Le 2 avril 2026, à Ankara, une nouvelle étape a été franchie dans le renforcement des relations bilatérales entre la Côte d’Ivoire et la Turquie.


Le 2 avril 2026, à Ankara, une nouvelle étape a été franchie dans le renforcement des relations bilatérales entre la Côte d’Ivoire et la Turquie. À l’occasion de la troisième session des consultations politiques entre les deux pays, le ministre délégué ivoirien chargé de l’Intégration africaine et des Ivoiriens de l’extérieur, Adama Dosso, a pris part à des échanges de haut niveau avec ses homologues turcs. Cette rencontre, co-présidée par des responsables des deux États, s’inscrit dans un cadre institutionnel destiné à dynamiser la coopération multisectorielle.


Au cœur des discussions figurait la volonté commune de consolider et d’approfondir les relations déjà existantes. En effet, la Côte d’Ivoire et la Turquie entretiennent depuis plusieurs années des liens diplomatiques et économiques en constante évolution. Cette troisième session des consultations politiques témoigne d’un engagement partagé à hisser ce partenariat à un niveau plus stratégique, en renforçant le dialogue politique et en assurant une meilleure mise en œuvre des accords signés.
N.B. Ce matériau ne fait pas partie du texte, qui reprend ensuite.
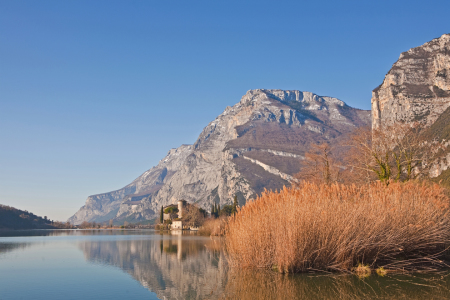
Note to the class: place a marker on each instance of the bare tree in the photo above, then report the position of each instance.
(193, 215)
(389, 153)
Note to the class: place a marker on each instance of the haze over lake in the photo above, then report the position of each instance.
(147, 264)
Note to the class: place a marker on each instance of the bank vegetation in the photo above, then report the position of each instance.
(367, 207)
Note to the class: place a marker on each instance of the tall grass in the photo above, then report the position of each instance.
(213, 227)
(336, 227)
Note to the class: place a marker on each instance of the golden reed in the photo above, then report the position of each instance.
(403, 226)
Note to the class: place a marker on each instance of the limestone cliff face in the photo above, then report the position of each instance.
(103, 207)
(252, 145)
(417, 88)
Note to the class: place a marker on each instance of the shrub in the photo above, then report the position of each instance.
(213, 227)
(226, 210)
(171, 210)
(335, 227)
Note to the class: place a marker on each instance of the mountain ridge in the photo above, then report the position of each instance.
(255, 144)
Les échanges ont permis d’identifier des secteurs prioritaires dans lesquels la coopération pourrait être intensifiée. L’éducation apparaît comme un levier essentiel pour le développement durable, avec des perspectives de partenariats universitaires, de formations techniques et d’échanges académiques. Sur le plan économique, les deux pays ambitionnent de stimuler les investissements et d’accroître le volume des échanges commerciaux. La Turquie, forte de son expertise industrielle et de son positionnement stratégique, représente un partenaire de choix pour la Côte d’Ivoire, dont l’économie est en pleine croissance.
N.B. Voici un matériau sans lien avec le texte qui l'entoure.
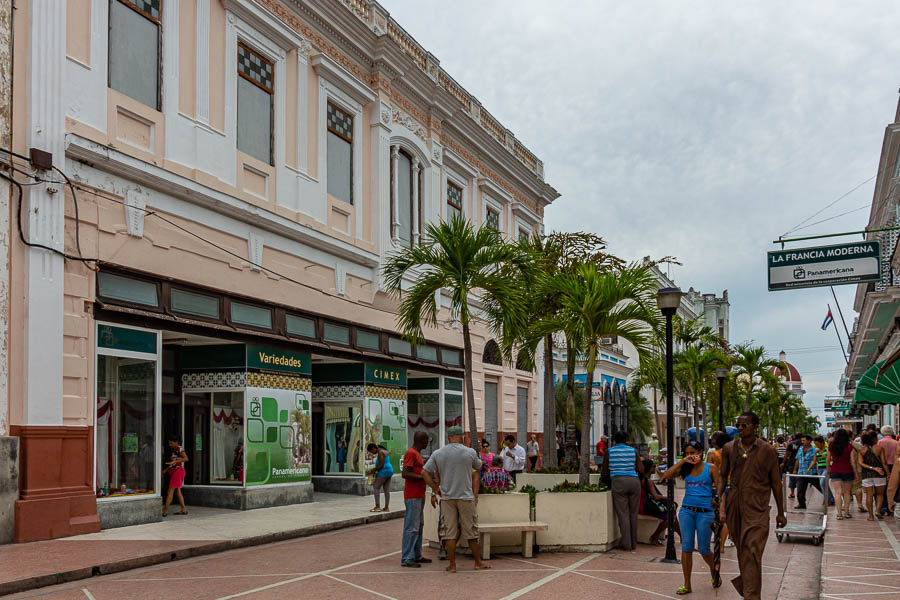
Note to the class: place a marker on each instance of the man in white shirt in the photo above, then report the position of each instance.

Par ailleurs, les domaines de la santé et de l’agriculture ont été au centre des préoccupations, notamment dans un contexte mondial marqué par des défis sanitaires et alimentaires croissants. Une coopération renforcée dans ces secteurs pourrait contribuer à améliorer les systèmes de santé et à soutenir la sécurité alimentaire en Côte d’Ivoire, tout en offrant de nouvelles opportunités aux entreprises turques. La sécurité et la défense figurent également parmi les axes majeurs de cette collaboration. Face aux menaces sécuritaires transnationales, les deux pays ont souligné l’importance d’une coordination accrue et d’un partage d’expertise. Cette dimension stratégique renforce la portée globale du partenariat, qui ne se limite plus aux aspects économiques, mais englobe désormais des enjeux géopolitiques plus larges.
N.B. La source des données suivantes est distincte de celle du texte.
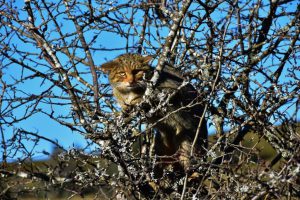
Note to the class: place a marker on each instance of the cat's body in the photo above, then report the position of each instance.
(176, 123)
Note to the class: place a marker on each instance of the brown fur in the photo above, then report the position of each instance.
(180, 118)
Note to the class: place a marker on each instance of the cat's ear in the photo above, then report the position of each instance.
(147, 59)
(107, 67)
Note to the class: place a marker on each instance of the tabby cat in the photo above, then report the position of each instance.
(178, 122)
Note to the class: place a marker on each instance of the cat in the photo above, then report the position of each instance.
(177, 124)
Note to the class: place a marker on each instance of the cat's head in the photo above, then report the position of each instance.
(127, 71)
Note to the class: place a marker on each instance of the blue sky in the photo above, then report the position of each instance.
(41, 123)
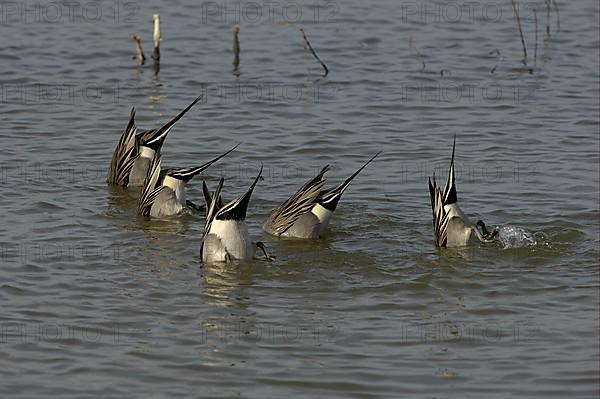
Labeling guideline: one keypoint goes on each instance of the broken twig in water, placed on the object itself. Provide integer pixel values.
(157, 37)
(499, 59)
(307, 45)
(236, 46)
(421, 57)
(138, 46)
(535, 48)
(518, 22)
(557, 15)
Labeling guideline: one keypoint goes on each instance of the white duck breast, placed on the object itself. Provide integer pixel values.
(178, 186)
(234, 237)
(324, 216)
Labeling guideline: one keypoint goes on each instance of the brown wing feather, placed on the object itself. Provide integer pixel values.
(440, 218)
(283, 217)
(124, 155)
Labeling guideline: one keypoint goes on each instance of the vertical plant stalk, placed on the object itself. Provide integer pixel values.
(236, 47)
(421, 56)
(157, 37)
(307, 45)
(557, 15)
(138, 47)
(535, 48)
(518, 21)
(499, 59)
(547, 4)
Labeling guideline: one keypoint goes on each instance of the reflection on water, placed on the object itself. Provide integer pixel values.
(374, 309)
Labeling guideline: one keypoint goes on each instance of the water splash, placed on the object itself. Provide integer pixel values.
(516, 237)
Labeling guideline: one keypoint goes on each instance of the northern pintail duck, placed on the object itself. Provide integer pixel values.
(135, 151)
(450, 225)
(226, 237)
(163, 194)
(306, 214)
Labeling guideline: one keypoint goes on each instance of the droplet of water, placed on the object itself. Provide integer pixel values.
(515, 237)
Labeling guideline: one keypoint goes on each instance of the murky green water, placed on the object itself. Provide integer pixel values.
(96, 302)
Un point crucial mis en avant lors de cette session concerne le suivi des engagements pris. Les deux parties ont insisté sur la nécessité d’un mécanisme rigoureux d’évaluation afin de garantir que les décisions adoptées se traduisent en actions concrètes et mesurables. Cette approche pragmatique vise à éviter que les ambitions affichées ne restent à l’état de déclarations d’intention. Cette troisième session marque une avancée significative dans la consolidation des relations entre les deux pays." Elle illustre une volonté commune de bâtir un partenariat durable, fondé sur des résultats tangibles et mutuellement bénéfiques. Dans un contexte international en mutation, ce rapprochement stratégique pourrait contribuer à renforcer la position des deux pays sur la scène régionale et mondiale", a-t-on aussi fait savoir.